Jus Civile #37

O feriado passou, o café está pronto — e a Jus Civile nº 37 chegou para retomar o ritmo com conteúdo jurídico direto ao ponto. Em poucos minutos de leitura, você se atualiza com profundidade e técnica. Vamos juntos?

Institutos

Outorga uxória

Imagem: criação Jus Civile

A chamada outorga uxória, também conhecida como outorga marital, é o consentimento obrigatório do cônjuge para a prática de determinados atos que envolvam a disposição ou oneração de bens comuns do casal — ou, em alguns casos, bens particulares do outro cônjuge.

Apesar do nome técnico preservar a expressão tradicional vinculada à figura da esposa (uxor), o instituto aplica-se a qualquer dos cônjuges, independentemente do gênero, sendo uma exigência legal de proteção recíproca no contexto patrimonial do casamento, nos regimes que admitem comunhão de bens.

O instituto está disciplinado no Art. 1.647 do Código Civil, que exige o consentimento do outro cônjuge para:

  • Alienar ou gravar de ônus real bens imóveis.

  • Pleitear ou renunciar à herança ou legado.

  • Fazer doação, não sendo remuneratória, de bens comuns ou que possam integrar futura meação.

  • Prestar fiança ou aval (salvo se casados sob regime de separação absoluta).

  • Transigir ou firmar compromisso em demandas sobre esses bens.

O Art. 1.648, por sua vez, prevê a possibilidade de suprimento judicial da outorga, caso ela seja negada sem justa causa.

A exigência de outorga não se aplica ao regime de separação absoluta de bens, pois neste há plena autonomia patrimonial entre os cônjuges. Nos demais regimes, inclusive o da separação convencional com comunicação parcial de bens adquiridos após o casamento, a outorga pode ser exigida, dependendo do tipo de bem e do ato praticado.

A função da outorga é proteger a meação e a segurança jurídica na administração do patrimônio conjugal, evitando prejuízos a um cônjuge causados por atos unilaterais do outro.

A ausência da outorga torna o ato anulável, podendo o cônjuge prejudicado pleitear judicialmente a anulação no prazo de até dois anos, contados da data da realização do ato. A jurisprudência reconhece a necessidade de observância desse requisito inclusive em operações bancárias, garantias pessoais e negócios de doação.

Latim jurídico

Jus possidendi

A expressão latina jus possidendi significa literalmente “direito de possuir”, e representa uma das faculdades do domínio no Direito Civil. Trata-se do direito subjetivo de ter a posse de um bem, que decorre, em regra, da titularidade da propriedade.

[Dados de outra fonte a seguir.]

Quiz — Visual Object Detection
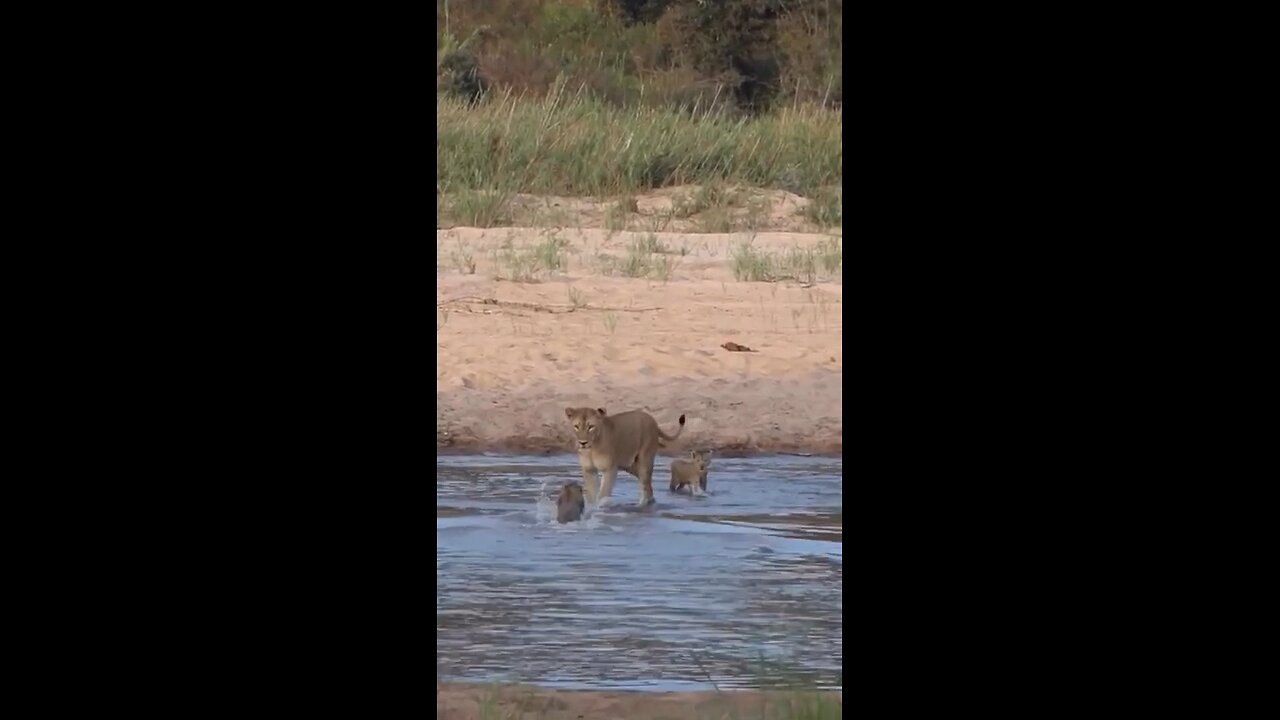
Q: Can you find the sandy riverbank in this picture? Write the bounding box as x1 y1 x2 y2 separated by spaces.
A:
437 192 841 457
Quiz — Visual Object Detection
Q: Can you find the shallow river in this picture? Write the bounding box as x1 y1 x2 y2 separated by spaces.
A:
436 453 842 691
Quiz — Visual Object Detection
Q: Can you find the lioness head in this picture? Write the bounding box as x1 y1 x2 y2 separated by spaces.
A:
564 407 607 451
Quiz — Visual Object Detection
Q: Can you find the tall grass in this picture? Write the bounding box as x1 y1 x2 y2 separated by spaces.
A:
804 188 842 227
437 84 842 200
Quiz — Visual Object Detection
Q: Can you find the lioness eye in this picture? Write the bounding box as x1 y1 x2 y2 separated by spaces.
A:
587 424 595 430
574 424 580 430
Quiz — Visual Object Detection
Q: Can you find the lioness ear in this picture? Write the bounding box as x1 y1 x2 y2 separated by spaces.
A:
564 407 574 418
596 407 607 416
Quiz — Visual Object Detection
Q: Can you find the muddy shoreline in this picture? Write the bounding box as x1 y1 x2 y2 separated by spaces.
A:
436 682 841 720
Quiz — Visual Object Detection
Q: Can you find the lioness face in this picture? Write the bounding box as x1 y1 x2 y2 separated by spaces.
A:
565 407 607 451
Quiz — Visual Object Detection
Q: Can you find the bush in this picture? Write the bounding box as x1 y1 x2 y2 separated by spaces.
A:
435 0 840 112
439 47 487 105
668 0 784 114
600 0 674 25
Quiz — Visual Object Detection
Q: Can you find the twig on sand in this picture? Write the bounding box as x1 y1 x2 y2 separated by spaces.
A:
437 296 661 313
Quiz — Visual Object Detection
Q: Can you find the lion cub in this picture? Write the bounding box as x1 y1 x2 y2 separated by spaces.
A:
556 482 585 523
670 450 712 494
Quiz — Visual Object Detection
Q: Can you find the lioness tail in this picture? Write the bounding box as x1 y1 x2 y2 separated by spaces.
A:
657 413 687 445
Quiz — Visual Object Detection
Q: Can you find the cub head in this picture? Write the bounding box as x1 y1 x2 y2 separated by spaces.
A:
690 449 712 473
564 406 607 451
557 481 585 523
558 482 585 506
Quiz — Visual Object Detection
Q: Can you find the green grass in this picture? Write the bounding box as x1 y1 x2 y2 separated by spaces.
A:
696 206 734 233
533 231 568 272
491 231 569 282
769 692 842 719
674 183 733 218
447 649 840 720
816 237 842 274
620 244 648 278
449 237 475 274
635 232 669 255
464 683 839 720
785 245 817 284
437 88 841 200
804 189 842 227
731 239 775 281
613 234 682 281
650 253 678 281
606 196 637 230
447 189 513 228
731 238 842 283
436 89 841 231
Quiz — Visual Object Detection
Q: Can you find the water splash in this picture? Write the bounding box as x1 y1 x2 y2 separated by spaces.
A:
532 480 608 529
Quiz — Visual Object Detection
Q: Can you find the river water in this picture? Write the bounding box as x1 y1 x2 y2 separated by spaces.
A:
436 453 842 691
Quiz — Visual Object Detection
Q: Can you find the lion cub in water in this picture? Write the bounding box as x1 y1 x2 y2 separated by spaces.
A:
670 450 712 494
556 482 585 523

É importante destacar que o jus possidendi não se confunde com a posse de fato, tampouco com o simples exercício da detenção. É possível alguém ser proprietário de um bem e ter o jus possidendi sem exercer a posse direta ou imediata sobre ele — como no caso de um imóvel alugado.

Do ponto de vista técnico, o jus possidendi integra o conteúdo do direito real de propriedade (Art. 1.228 do Código Civil), e autoriza o proprietário a reivindicar a posse de quem a detenha injustamente, por meio de ação possessória ou de reivindicação, conforme o caso.

📌 Exemplo prático: um imóvel urbano é alugado a terceiros. O locador, embora não exerça a posse direta, mantém o jus possidendi sobre o bem. Se, ao término do contrato, o locatário se recusar a desocupar o imóvel, o locador pode propor ação de imissão na posse, com fundamento em seu direito de possuir, ainda que não seja o atual possuidor.

O estudo do jus possidendi é fundamental para a correta compreensão das ações possessórias e petitórias, bem como para a adequada distinção entre posse, detenção e propriedade, especialmente em litígios sobre imóveis urbanos e rurais.

Atualidades

TJSP reconhece a responsabilidade de museu por acidente que deixou visitante tetraplégico

Em recente acórdão (apelação nº 1009306-28.2023.8.26.0597), a 27ª Câmara de Direito Privado do Tribunal de Justiça de São Paulo manteve a condenação de um instituto cultural por danos materiais, morais e estéticos decorrentes de acidente grave em suas dependências. A vítima, um idoso, caiu em um buraco sem sinalização nem proteção dentro das instalações do museu e ficou tetraplégica.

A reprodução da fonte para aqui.